All of the defendants face the racketeering charge. The 41-count indictment then assigns an array of alleged crimes across the group, ranging from making false statements, soliciting public officials to violate their oaths, forgery, influencing witnesses, computer theft, and perjury.
Willis used the state’s Racketeer Influenced and Corrupt Organizations Act, commonly referred to as RICO, to charge Trump and Giuliani. RICO charges are typically associated with street gangs and mobsters, but Willis was the lead prosecutor at a trial that used the law to win racketeering convictions against 11 Atlanta public school educators
Willis didn’t limit the scope of the allegations to her home district of Fulton County, alleging that the criminal enterprise she was prosecuting spanned the other battleground states — Arizona, Michigan, Nevada, New Mexico, Pennsylvania, and Wisconsin — and Washington
The charges from Willis cover some of the events detailed in the Aug. 1 indictment by US Special Counsel John “Jack” Smith, who accused Trump of conspiring to overturn the 2020 presidential election.
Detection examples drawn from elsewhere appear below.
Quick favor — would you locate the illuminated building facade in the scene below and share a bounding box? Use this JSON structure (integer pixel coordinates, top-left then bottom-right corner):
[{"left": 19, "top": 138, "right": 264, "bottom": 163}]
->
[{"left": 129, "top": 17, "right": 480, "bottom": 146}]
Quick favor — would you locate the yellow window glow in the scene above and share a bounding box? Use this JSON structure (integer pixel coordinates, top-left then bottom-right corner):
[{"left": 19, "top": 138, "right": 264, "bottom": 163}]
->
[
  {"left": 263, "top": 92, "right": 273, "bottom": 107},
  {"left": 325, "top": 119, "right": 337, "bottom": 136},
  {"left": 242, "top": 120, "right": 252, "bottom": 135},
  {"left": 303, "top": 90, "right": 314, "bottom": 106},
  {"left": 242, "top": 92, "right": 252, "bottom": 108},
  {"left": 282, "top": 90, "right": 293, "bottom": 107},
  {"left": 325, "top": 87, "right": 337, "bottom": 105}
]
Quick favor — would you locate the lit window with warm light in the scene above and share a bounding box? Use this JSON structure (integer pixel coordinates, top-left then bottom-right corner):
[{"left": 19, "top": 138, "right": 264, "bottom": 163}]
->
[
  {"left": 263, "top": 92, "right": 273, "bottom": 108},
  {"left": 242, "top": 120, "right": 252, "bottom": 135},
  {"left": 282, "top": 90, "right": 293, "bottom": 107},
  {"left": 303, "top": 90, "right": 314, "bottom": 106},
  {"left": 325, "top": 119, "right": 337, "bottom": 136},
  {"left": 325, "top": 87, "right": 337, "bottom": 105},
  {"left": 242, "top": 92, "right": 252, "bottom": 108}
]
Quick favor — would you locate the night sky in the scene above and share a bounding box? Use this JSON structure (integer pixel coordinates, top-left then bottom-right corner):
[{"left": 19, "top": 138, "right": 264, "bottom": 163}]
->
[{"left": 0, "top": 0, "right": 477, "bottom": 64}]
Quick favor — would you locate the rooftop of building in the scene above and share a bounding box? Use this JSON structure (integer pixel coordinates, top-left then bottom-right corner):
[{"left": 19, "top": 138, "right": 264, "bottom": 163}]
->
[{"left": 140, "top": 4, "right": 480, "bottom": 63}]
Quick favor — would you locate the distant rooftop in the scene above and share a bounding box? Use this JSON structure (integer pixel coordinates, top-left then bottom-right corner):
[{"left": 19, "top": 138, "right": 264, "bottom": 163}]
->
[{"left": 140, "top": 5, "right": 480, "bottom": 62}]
Trump was previously charged by Smith with mishandling classified documents, and by Manhattan District Attorney Alvin Bragg over hush-money payments to a porn star. He pleaded not guilty in all three of those cases.
Crowded Schedule
The charges by Willis, a Democrat elected in 2020, come as Trump has a commanding lead in polls over his Republican rivals seeking the GOP presidential nomination next year. Trump has attacked President Joe Biden’s Justice Department, as well as Willis and Bragg, claiming they’re prosecuting him to weaken his candidacy. Those attacks have scored with GOP voters and boosted his campaign fundraising.
But this fourth indictment will compound the demands on Trump’s schedule as he campaigns amid trials already scheduled for next year in the hush-money and classified documents cases. Trump is awaiting a trial date in the election interference case by Smith, who accuses him of conspiring to defraud the US by seeking to halt Biden’s certification as president, ultimately leading to an assault on the US Capitol by a mob of Trump’s supporters on Jan. 6, 2021.
‘Find 11,780 Votes’
Willis began investigating Trump soon after news surfaced about his phone call on Jan. 2, 2021, to Georgia Secretary of State Brad Raffensperger demanding he “find 11,780 votes” – or one more than Biden’s margin of victory out of 4.9 million ballots cast in Georgia. On the Raffensperger call, Trump bullied, pleaded and voiced discredited conspiracy theories.
“There’s no way I lost Georgia,” Trump told the Republican secretary of state. “There’s no way. We won by hundreds of thousands of votes.”
Raffensperger pushed back, saying: “Well, Mr. President, the challenge that you have is, the data you have is wrong.”
The Willis investigation was sweeping, examining two months of pressure applied to Georgia election officials. Beyond the Raffensperger call, Trump also phoned Governor Brian Kemp, Attorney General Chris Carr and Georgia’s then-House Speaker David Ralston, who died in November. Raffensperger’s chief investigator Frances Watson also got a call from Trump, who urged her to look for fraud.
Willis has examined 16 Republicans who supported Trump and signed a false certificate saying they were “duly elected and qualified” presidential electors. They met at the State Capitol on Dec. 14, 2020, as Democrats convened to cast their electoral college votes for Biden. At least eight Republican electors got immunity from Willis.
‘Ample Evidence’
In testimony to Georgia lawmakers, Trump attorney Rudy Giuliani claimed to have “ample evidence” that the election was stolen, that 10,000 dead people voted, and video footage showed election workers counting a “suitcase” of illegal ballots. He said two poll workers, Ruby Freeman and her daughter, Wandrea “Shaye” Moss, passed USB drives as if they were “vials of heroin or cocaine.” The women were passing a mint, investigators later determined. Freeman filed a defamation suit against Giuliani, who will concede making false statements about the women, court records show.
Freeman, who is Black, received “hundreds of racist, threatening, horrible calls and messages,” she has testified. “When someone as powerful as the president of the United States eggs on a mob, that mob will come.”